A Franciscan priest of the Holy Land, David-Maria A. Jaeger OFM, reflects on the "death of hope" in so many hearts in Israel and Palestine and yet discerns prospects for peace, attainable only through a renewed alliance of Europe and the United States, based on the rediscovery of shared spiritual roots.
Jersualem (AsiaNews) Even the most hardened observer of the unending tragedy in the Holy Land could not hold back tears at the reports of seventeen members of the same extended family killed by artillery fire the other day, in a little town in the northern Gaza Strip, along with other civilian casualties. From the smallest child to an octogenarian grandparent, they were all felled as one.
While the number of victims in a single incident has drawn such extraordinary attention, the deaths of innocents have been occurring almost "regularly," as it were, with no end in sight. No end in sight either for the terror that unremittingly afflicts the residents of the portion of Israel that borders on Gaza Strip, as they live under the continuing threat and reality of the missiles hurled at them from across the border.
Forecasts of only more blood and tears to come are now the "norm" on both sides of the border, spoken with grim determination, as if in some fictional tale of seemingly endless tribal enmity, in which the only object is to see who, when the end does come, will be the "Last Man Standing".
This indeed is what strikes the observer most: The apparent death of hope. Hope appears dead because there is, as a matter of fact, no present plan, no present project, to bring about peace. At most what is being talked about anywhere is some sort of "reduction in the level of violence." Talk of peace seems to all to be but a pitiable delusion.
Given all that the two peoples of the Holy Land have been through over the last six years or so, this may be a bitter but not a surprising observation. Truly surprising, on the other hand, is the seeming complacency with which "the world" is looking on.. All, it seems, are simply staring at the tragedy unfolding before their eyes, as if it were no more than one of those despicable "reality shows" on television.

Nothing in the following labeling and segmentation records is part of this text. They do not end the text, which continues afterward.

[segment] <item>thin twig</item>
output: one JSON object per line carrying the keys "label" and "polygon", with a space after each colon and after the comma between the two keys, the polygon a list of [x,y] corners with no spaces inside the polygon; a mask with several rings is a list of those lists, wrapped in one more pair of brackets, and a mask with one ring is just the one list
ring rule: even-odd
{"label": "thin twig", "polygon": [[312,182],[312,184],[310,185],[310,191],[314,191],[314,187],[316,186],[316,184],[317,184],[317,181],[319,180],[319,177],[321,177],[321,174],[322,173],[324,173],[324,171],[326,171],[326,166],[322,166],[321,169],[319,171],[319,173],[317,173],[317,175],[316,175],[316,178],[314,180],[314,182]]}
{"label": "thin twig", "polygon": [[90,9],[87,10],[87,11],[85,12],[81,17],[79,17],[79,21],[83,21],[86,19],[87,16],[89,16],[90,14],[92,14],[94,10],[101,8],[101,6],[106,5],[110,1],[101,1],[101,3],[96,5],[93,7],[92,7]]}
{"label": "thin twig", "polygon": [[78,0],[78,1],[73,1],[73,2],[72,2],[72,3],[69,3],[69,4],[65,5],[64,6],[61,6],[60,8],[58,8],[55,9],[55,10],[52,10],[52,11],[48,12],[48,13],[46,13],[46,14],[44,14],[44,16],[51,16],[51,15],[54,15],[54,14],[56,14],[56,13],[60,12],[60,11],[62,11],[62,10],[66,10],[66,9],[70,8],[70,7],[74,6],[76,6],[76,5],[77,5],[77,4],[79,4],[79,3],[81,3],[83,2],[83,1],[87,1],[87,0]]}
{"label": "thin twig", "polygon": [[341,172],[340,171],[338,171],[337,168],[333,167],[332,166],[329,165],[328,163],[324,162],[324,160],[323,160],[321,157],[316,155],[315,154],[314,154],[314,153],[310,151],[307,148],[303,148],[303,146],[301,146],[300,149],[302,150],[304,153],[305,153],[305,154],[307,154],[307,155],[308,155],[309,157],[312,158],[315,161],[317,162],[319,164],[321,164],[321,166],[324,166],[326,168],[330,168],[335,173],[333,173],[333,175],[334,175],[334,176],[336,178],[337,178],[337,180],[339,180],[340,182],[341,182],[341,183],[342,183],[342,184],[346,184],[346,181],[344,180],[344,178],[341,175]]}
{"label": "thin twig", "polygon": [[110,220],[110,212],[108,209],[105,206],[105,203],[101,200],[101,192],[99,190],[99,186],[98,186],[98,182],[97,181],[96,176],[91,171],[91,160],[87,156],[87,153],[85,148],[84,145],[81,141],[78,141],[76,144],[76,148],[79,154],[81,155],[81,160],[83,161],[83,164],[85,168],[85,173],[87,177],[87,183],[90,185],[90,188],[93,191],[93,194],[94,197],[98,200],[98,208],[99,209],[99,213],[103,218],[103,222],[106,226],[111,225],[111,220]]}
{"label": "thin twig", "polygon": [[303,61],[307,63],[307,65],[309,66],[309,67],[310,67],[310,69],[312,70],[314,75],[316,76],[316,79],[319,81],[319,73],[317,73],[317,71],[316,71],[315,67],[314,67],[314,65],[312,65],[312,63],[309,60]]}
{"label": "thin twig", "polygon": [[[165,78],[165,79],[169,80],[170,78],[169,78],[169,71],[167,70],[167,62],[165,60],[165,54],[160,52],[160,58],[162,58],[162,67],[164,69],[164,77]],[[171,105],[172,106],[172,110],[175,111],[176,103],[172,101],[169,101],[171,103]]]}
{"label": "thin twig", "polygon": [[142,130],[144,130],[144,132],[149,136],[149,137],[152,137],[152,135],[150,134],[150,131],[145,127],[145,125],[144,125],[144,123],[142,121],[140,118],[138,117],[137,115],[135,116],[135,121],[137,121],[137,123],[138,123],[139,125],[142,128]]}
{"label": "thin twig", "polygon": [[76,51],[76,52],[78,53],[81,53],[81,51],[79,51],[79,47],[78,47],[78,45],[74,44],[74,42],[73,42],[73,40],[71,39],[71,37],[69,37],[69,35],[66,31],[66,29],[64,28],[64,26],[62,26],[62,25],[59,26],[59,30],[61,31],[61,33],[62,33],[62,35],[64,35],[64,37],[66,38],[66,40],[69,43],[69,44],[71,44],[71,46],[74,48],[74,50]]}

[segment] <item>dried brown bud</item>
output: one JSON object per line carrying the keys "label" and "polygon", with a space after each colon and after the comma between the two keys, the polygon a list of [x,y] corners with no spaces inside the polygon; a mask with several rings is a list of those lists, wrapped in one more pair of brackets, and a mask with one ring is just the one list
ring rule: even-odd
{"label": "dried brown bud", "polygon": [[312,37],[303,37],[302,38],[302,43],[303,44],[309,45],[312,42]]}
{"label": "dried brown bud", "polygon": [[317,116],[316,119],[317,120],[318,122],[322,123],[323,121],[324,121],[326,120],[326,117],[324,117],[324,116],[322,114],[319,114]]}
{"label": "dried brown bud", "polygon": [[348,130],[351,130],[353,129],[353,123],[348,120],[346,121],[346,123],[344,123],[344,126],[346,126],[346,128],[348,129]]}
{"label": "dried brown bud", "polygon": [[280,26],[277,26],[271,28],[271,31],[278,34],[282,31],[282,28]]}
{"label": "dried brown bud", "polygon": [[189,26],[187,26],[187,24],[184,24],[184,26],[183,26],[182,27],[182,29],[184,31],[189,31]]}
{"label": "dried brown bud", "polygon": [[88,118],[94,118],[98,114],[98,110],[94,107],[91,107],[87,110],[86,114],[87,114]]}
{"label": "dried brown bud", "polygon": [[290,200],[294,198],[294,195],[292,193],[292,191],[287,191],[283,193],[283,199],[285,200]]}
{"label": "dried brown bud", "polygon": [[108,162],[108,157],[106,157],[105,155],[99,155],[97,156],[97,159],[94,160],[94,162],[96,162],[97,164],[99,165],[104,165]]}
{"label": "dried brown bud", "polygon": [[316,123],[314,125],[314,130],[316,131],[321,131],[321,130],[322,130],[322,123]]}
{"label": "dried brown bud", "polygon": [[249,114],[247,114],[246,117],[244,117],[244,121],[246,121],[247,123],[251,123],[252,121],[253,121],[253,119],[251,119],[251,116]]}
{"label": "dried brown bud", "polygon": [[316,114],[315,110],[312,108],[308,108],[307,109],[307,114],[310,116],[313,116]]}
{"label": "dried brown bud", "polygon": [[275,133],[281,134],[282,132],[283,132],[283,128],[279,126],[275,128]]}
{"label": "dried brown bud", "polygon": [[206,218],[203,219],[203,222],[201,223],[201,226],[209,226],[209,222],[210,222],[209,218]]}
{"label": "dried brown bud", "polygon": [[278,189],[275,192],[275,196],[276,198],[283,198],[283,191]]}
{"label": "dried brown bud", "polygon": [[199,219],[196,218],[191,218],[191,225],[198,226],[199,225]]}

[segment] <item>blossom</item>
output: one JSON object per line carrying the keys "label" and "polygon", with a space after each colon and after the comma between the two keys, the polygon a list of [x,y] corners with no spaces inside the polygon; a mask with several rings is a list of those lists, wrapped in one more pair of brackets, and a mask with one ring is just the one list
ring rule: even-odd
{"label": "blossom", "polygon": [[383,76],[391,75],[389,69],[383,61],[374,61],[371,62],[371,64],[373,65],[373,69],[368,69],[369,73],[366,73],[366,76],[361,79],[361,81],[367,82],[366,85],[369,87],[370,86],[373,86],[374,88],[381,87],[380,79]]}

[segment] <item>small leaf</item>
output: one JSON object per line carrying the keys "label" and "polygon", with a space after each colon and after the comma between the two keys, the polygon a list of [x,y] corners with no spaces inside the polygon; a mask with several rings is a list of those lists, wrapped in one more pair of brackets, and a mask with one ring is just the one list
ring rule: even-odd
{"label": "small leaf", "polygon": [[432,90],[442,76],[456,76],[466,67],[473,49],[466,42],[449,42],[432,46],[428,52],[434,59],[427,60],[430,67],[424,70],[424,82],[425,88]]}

It is evident indeed that there is almost no realistic possibility of the Israeli and the Palestinian Nations themselves initiating peace negotiations at this time. The botched attempts of the last decade, the blood that has flowed in the present decade, the reciprocal demonisation and dehumanisation, all of these increasingly deter the governing circles of the two Nations from embarking by themselves on the path that leads to peace.
It is, therefore, equally evident that "the world" must take up the initiative again - and this time decisively, seeing it through to a successful conclusion. The time is over if there ever was a time for the arcane alchemies of road maps to nowhere. The time is over for talking about a virtual-reality "peace process" as a substitute for peace itself.
Curiously though, just as the situation on the ground continues to degenerate, new opportunities are arising for it to be definitively remedied. The President of the United States, in the final two-year stretch of his second (and last) term, is in a uniquely propitious position to take up once more the Peace Conference, which his father convened, and thus to leave a legacy of unprecedented achievement, and to enhance America's prestige among the nations, as the standard-bearer of liberty, working generously to secure freedom and justice for all, with peace and security.
In Europe too, something new is stirring, although so far mostly beneath the visible surface. The Old Continent may have had enough, for a while, of its self-referential struggles to define itself, and may be coming to the realisation that its "identity" may be better found in turning outwards, that it may best "find itself" in putting its vast material and moral resources to work for others.
Whatever the stalled European "constitution" may or may not say explicitly about Europe's roots, it cannot be denied that these "roots" are to be found, in large part, precisely in the Holy Land, and that Europe's future too is significantly tied to that of the Near East.
Not surprisingly, Italy, the trusted friend of both Arabs and Israelis, to whom it pledges "equal closeness", may well provide leadership in this area, or so sources within its governing majority are now telling me.
All in all, it should be the best kind of triumph for "Western civilisation," if the United States and Europe now powerfully rediscovered their essential alliance precisely in joining together in this purposeful making of peace for the Holy Land, their common spiritual homeland.
Should not peace now unite those whom war so recently divided?